For the foregoing reasons, we hold that the ALJ erred in concluding the existing and proposed Rule 59G-6.030 are valid exercises of delegated legislative authority. The existing and proposed rules go beyond the powers, functions, and duties delegated by the Legislature, and the methodologies utilized by the Agency are unadopted rules.

REVERSED .

Bilbrey and Winokur, JJ., concur.

120 hospitals comprised of for-profit, not-for-profit, and governmental entities.

The Legislature enacted cuts 5-6 in 2009 and 2010. However, these cuts were not taken pursuant to GAA instruction.

The Outpatient Plan provides the following definition: "Florida Medicaid outpatient occasions of service - the number of distinct revenue center code line items listed on a valid claim that a hospital has filed ... and that have been paid by the fiscal agent, which represent covered Florida Medicaid outpatient services."
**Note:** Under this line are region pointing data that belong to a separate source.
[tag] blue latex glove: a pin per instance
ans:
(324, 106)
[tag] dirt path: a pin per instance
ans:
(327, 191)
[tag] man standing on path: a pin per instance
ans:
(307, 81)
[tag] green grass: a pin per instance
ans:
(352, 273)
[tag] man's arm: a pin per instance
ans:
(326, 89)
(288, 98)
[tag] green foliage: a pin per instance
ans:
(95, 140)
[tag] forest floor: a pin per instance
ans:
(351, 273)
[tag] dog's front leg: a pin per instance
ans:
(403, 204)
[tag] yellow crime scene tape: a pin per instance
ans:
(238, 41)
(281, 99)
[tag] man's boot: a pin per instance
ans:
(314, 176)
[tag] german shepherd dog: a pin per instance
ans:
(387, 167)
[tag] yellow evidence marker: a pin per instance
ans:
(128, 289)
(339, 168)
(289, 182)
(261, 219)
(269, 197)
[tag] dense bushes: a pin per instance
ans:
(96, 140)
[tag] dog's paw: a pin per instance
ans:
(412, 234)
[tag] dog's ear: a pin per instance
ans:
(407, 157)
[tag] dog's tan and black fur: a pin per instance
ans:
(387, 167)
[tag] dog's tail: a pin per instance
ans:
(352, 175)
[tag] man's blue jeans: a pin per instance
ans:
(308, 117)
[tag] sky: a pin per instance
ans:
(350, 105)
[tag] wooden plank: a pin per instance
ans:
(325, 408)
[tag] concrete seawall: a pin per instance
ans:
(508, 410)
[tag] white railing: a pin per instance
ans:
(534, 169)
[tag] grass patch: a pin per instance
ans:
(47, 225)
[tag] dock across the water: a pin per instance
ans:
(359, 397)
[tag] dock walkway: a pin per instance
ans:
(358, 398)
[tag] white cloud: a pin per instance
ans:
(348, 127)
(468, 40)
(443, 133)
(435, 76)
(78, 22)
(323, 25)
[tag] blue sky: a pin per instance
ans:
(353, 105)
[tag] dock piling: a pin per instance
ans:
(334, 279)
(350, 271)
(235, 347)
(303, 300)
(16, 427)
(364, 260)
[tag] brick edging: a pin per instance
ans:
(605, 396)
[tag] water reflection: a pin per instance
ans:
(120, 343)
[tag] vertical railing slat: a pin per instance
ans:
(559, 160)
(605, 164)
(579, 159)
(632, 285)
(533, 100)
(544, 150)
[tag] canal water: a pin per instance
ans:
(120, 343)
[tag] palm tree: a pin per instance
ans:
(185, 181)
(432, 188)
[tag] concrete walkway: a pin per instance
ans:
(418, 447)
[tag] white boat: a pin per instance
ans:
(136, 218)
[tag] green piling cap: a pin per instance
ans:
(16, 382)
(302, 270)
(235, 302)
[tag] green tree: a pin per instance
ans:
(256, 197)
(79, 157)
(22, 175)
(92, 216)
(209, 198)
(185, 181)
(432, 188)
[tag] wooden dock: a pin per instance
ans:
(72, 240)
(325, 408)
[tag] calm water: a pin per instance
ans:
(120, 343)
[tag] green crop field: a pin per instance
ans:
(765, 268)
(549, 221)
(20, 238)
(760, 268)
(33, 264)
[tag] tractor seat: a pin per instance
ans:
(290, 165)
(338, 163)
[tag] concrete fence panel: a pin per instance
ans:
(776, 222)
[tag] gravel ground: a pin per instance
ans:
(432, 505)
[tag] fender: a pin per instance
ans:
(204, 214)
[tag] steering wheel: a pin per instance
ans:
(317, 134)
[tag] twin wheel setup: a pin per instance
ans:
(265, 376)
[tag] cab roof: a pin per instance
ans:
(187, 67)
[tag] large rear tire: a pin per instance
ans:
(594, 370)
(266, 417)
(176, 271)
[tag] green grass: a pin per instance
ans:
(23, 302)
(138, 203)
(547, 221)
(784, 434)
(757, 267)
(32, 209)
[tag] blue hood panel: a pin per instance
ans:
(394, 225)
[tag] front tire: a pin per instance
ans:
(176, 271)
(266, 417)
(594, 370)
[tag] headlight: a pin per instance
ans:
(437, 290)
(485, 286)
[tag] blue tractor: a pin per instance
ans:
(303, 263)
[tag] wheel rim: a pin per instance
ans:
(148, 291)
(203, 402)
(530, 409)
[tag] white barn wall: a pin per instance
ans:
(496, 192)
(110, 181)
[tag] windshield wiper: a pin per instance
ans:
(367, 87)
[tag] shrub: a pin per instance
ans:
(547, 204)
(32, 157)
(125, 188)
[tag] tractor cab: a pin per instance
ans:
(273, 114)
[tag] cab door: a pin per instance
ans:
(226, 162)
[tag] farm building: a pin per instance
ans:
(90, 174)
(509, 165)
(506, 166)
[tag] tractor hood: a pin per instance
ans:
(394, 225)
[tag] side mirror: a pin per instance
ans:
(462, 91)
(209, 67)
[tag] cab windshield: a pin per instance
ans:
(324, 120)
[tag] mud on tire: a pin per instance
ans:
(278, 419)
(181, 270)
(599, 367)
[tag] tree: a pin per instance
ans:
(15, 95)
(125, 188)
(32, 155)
In applying cut 1 in 2015/2016, the Agency divided $16,796,807 (GAA reduction mandate) by 6,385,424 claims, resulting in an average cut per claim of $2.63. The following year, with the transition to Medicaid managed care, that same cut 1 of $16,796,807 was divided by only 3,336,762 claims, resulting in an average cut per claim of $5.03. The same analysis is true for cuts 2-4. Regarding cuts 7-8, the Agency changed its methodology. Thus, the Hospitals provided outpatient services to essentially the same number of Medicaid recipients for rate periods 2015/16 and 2016/17 (but a significantly greater percentage were through managed care), yet there was a 91% increase in the average reduction per claim associated with each of cuts 1-4.

The Final Order contains no factual findings as to how this number was calculated by the Agency.

The Agency argues that the Hospitals do not have standing to challenge the unit cost cap calculation. However, as found by the ALJ, the Hospitals have standing as they are substantially affected by the rule. See § 120.56(1), Fla. Stat.

To date, the unit cost cap has not been exceeded. However, the Hospitals argue this is an inevitable result due to the migration to managed care.